In the bathroom at work, there’s usually an issue or two of Photo Marketing Magazine laying around. There are only 8 of us, so we don’t have a receptionist – and hence we don’t have a reception area – so we need someplace to put the back-issues.
On my most recent trip to the bathroom, I noticed that the guy on the cover of last month’s issue is really pretty unattractive. I won’t go into a detailed description here, mostly because I know you don’t care, so suffice it to say he’s at the bare minimum of photo-genic-ness to be featured on the cover of a widely-distributed magazine.
So I stood there for a minute trying to figure out what the big turn-off was. No, I don’t mean turn-off as in the opposite of being turned-on by someone. I mean turn-off in terms of what about this guy was making me not want to read his feature article. Then it hit me – he’s not smiling.
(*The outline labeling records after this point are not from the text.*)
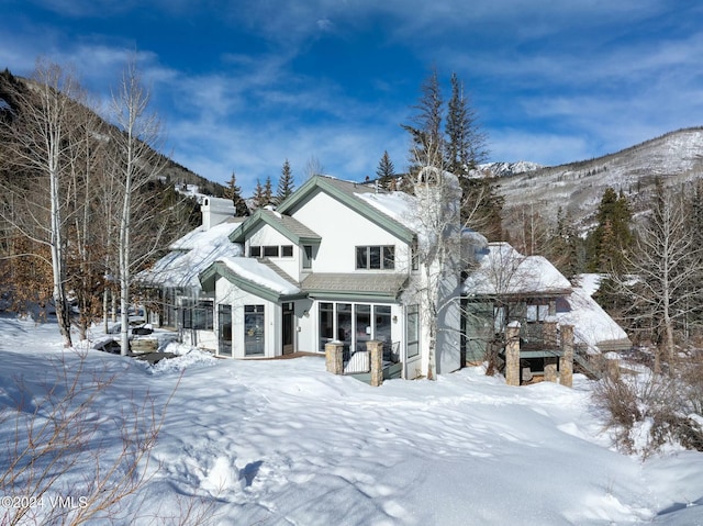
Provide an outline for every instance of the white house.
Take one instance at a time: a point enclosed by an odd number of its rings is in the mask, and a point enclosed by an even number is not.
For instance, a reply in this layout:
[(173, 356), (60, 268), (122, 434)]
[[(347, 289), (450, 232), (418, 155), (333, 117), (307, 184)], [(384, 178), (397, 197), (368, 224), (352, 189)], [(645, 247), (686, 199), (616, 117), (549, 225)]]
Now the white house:
[(415, 213), (411, 195), (315, 176), (276, 211), (225, 220), (203, 205), (203, 226), (143, 281), (174, 291), (183, 340), (221, 357), (323, 354), (341, 340), (352, 371), (368, 361), (355, 360), (366, 342), (380, 340), (389, 374), (415, 378), (431, 360), (450, 372), (461, 366), (458, 275), (431, 357), (423, 305), (409, 293), (423, 279)]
OK, so he’s not completely frowning. He’s got a pathetic little closed-mouth smirk on. Sort of like that yearbook photo of the guy you knew in high school who you were certain would end up being a child molester or something. If this guy were smiling like he meant it, I’d probably actually go read about him.
But he’s not. Maybe he’s got bad teeth. Maybe he was dropped as a child and lacks the ability to use those facial muscles. Maybe he was in a fist fight the night before the interview, so his teeth looked like Edward Norton’s when he hissed at “The Consultant” in Fight Club. Or maybe he doesn’t know my secret…
When someone’s about to take a picture of you, laugh at them. You don’t have to be laughing as if they’re funny, just make the facial motion of laughing, and huff a little air in and out as if you were laughing. I guarantee you it’ll make for a fantastic photo… In fact, there are lots of photos that I’m in where – by employing this technique – I’m the only person who doesn’t look like they’re faking the smile…..
Bottom line – if you’re not an attractive person, you can fix it by smiling like you mean it. And if you have bad teeth, we’ll have to work on that in a future entry. And by the way – if you haven’t subconsciously started singing Lullabye by Shawn Mullins by now, you should have.